Lately it's felt more and more like a mixed message. We are all quite polite and considerate and helpful. But there is this sense of being constantly regarded as people who may damage and mark and spill and drop and untidy her things. It is the furniture, the possessions that are loved, not us. It's as if she would find it rather less stressful if we weren't there.

But thanks everyone for sharing your thoughts.

hairtearing Sun 07-Apr-13 17:10:23

I can see where you are coming from its stressful and puts you on edge constantly, if you are courteous then you are doing as much as you can.

I dunno if I would continue visits that were that uncomfortable tbh, if she values her stuff more leave her too it.

WeAllHaveWings Sun 07-Apr-13 17:18:55

She is well into her 80's!!! Are you seriously going there for her to care for you and your family? hmm

ime when an relative reaches this, frankly amazing, age the relationship does change and you are visiting to give them some company and make sure they are still coping ok.

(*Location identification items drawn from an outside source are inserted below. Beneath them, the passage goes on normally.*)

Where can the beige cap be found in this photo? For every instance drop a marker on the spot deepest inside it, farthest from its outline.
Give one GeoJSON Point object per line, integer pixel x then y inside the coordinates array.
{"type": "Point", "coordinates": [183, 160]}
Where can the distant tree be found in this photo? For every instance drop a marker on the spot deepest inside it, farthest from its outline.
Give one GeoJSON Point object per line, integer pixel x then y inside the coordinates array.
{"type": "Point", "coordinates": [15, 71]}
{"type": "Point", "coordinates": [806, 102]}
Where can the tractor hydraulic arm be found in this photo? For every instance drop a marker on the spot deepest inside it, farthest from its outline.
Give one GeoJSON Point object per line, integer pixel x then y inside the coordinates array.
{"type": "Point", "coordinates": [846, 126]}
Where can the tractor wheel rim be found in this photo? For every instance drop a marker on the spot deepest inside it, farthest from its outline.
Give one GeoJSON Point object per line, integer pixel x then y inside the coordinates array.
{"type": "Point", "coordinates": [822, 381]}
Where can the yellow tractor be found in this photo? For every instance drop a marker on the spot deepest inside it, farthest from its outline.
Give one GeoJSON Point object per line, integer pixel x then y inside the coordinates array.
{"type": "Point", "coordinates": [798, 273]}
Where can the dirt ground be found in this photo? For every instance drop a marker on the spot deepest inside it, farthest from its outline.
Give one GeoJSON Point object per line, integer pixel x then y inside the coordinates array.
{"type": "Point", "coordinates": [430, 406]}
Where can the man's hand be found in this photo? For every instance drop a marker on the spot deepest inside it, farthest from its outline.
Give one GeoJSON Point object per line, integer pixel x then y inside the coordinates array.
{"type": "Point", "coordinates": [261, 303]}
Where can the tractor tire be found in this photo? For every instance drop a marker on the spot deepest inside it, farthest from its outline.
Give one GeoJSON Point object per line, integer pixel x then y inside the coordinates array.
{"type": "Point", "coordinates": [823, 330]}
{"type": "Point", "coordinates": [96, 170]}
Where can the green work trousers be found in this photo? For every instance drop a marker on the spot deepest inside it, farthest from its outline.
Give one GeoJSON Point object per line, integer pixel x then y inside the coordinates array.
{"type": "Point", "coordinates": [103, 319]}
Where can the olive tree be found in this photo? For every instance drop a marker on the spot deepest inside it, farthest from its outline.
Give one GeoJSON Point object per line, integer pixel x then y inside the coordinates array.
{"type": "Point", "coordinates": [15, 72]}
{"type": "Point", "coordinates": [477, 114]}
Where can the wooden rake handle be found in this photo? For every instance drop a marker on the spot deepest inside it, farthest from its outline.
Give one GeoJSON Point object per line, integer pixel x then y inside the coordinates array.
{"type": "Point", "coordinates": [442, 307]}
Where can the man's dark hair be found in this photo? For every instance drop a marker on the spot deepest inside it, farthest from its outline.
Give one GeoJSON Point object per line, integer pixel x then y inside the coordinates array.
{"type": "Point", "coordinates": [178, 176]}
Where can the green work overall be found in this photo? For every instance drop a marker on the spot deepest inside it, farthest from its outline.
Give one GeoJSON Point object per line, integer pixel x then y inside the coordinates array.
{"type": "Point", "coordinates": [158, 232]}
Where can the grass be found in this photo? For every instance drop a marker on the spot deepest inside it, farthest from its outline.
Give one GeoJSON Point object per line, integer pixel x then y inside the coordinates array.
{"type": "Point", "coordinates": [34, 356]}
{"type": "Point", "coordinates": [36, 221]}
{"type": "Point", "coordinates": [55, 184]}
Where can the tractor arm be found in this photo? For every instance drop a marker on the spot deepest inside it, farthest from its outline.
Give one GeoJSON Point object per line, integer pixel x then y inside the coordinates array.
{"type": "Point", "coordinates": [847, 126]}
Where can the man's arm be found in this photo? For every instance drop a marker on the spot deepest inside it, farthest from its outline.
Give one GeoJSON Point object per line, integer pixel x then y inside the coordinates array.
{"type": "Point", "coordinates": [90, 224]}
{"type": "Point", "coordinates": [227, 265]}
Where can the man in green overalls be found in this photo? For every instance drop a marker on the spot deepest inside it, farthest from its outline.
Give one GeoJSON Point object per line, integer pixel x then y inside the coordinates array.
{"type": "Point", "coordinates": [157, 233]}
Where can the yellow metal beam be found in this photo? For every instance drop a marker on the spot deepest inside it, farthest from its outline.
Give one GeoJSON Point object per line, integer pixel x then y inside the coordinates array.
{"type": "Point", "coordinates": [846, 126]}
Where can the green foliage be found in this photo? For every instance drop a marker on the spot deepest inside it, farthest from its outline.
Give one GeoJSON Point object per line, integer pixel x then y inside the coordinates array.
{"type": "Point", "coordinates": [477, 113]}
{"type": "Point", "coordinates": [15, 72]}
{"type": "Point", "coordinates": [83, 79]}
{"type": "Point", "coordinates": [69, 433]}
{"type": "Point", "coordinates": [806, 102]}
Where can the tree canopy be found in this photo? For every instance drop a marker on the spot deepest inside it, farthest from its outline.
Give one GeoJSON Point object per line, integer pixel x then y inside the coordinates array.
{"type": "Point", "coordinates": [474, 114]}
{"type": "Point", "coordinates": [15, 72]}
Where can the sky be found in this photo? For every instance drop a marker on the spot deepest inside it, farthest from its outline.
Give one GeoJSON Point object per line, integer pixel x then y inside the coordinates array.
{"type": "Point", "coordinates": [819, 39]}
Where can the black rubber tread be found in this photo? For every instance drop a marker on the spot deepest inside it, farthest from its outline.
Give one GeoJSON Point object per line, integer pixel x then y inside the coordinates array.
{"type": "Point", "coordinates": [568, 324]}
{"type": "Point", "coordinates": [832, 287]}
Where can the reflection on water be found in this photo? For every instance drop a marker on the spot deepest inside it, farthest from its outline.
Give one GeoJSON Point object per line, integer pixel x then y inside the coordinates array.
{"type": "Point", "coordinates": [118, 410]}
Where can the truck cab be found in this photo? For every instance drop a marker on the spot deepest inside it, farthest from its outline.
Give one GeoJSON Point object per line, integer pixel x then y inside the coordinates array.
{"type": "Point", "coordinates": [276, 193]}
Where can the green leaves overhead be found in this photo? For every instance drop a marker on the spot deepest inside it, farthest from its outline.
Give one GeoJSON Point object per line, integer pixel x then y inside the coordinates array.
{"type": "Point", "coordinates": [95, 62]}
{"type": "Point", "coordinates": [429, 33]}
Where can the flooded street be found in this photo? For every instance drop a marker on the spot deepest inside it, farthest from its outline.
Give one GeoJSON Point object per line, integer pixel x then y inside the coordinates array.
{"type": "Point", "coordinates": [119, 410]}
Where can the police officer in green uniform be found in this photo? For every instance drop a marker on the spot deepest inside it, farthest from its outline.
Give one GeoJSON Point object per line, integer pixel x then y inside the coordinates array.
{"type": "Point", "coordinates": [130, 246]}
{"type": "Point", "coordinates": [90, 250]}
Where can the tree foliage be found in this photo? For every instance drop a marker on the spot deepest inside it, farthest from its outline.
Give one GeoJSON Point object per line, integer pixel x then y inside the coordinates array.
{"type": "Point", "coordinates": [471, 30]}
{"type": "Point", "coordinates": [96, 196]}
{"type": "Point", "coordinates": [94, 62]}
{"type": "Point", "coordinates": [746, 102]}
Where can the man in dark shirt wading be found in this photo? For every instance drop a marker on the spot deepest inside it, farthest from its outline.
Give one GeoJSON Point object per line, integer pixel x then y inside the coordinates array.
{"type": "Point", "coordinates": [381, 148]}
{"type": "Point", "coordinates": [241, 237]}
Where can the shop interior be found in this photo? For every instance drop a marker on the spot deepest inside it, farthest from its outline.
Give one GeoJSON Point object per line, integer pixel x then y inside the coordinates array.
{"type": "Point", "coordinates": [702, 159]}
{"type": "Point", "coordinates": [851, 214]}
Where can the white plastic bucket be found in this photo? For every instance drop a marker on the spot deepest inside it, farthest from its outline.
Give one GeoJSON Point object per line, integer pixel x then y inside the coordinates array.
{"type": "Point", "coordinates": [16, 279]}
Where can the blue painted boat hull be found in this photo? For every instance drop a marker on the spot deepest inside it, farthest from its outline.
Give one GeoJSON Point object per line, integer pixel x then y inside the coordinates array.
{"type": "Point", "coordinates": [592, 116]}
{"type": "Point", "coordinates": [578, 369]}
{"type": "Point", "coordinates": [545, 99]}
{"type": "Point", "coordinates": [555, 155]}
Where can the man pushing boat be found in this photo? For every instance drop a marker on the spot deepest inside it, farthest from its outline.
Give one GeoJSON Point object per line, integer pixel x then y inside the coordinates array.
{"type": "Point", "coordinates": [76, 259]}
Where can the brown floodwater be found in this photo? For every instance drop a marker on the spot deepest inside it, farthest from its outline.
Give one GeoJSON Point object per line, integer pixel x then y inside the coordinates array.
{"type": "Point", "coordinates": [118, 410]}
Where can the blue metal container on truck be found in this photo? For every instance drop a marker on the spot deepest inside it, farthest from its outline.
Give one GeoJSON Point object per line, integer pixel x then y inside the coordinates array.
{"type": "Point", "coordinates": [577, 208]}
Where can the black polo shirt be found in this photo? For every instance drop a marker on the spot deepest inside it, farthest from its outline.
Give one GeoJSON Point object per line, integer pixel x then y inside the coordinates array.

Unfortunately most elderly people naturally lose some socials skills as part of the ageing process. My dh's papa, a lovely man, was a nightmare in his 80's before he passed away. But we would not have deserted him in his old age just because he became a cantankerous old bastard bit more difficult.

If this is someone you care about, you might need to adjust your expectations and make more allowances.